Inge Mahns (DE 1943) Skulpturen bringen den Umraum mental zum Mitschwingen. Diese enge Verknüpfung von Werk und Raum macht ihr Werk für die junge Künstlergeneration heute wieder höchst aktuell, es steht erneut im Zentrum der internationalen öffentlichen Aufmerksamkeit. Bereits 1972, direkt nach ihrem Studium bei Joseph Beuys in Düsseldorf, wurde Inge Mahn von Harald Szeemann zur documenta 5 für die Sektion "Individuelle Mythologien" eingeladen, ihre Raumskulptur einer leeren "Schulklasse" war hier eine Ikone. Es folgten internationale Einzelausstellungen wie im Tranegarden Kopenhagen (1976), im Kunstmuseum Düsseldorf (1980), im PS 1 New York (1981), im Lenbachhaus München (1983) oder im Künstlerhaus Bethanien Berlin (1985). Zuletzt, 2017, zeigte Inge Mahn eine Ausstellung mit durchweg neuen Werken im Kunstverein Braunschweig; aktuell ist ihr ein Künstlerraum im K 21 - Kunstsammlung Nordrhein-Westfalen gewidmet. Ihre Arbeiten sind Bestandteil vieler renommierter Museumssammlungen.

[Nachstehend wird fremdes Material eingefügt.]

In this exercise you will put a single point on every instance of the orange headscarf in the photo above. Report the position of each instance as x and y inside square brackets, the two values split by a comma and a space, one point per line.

Inge Mahns Plastiken und architektonische Eingriffe spielen auf konkrete Gegenstände des Alltags an und demonstrieren deren dynamisches Veränderungspotential. Die Materialität der Werke, häufig ungefärbter Gips, und die verfremdenden Größenverhältnisse entfernen die Ding-Motive dabei aus der Normalität, spielerisch entwickelt sich ein breites künstlerisches Feld des normalerweise "Nicht-Gesagten", eine Art Meta-Sprache.
Die aktuelle Düsseldorfer Ausstellung knüpft an Inge Mahns vorangegangene Präsentation im Kunstverein Braunschweig an, die im Parcours von sieben Räumen ein skulpturaler "Akt der Balance" war. Bei der großen Gruppe "Stehende Vorhänge" (2017) stehen hohe gipsgetränkte Stoffbahnen im Raum. Der Titel ist irreführend, denn die Objekte haben sich aus dem Zusammenhang gelöst und bewegen sich ohne etwas zu verbergen, frei im Raum. Ihre Faltenwürfe balancieren das eigene Gewicht aus. Es entwickelt sich ein tänzerisches Spiel, eine Art Parade.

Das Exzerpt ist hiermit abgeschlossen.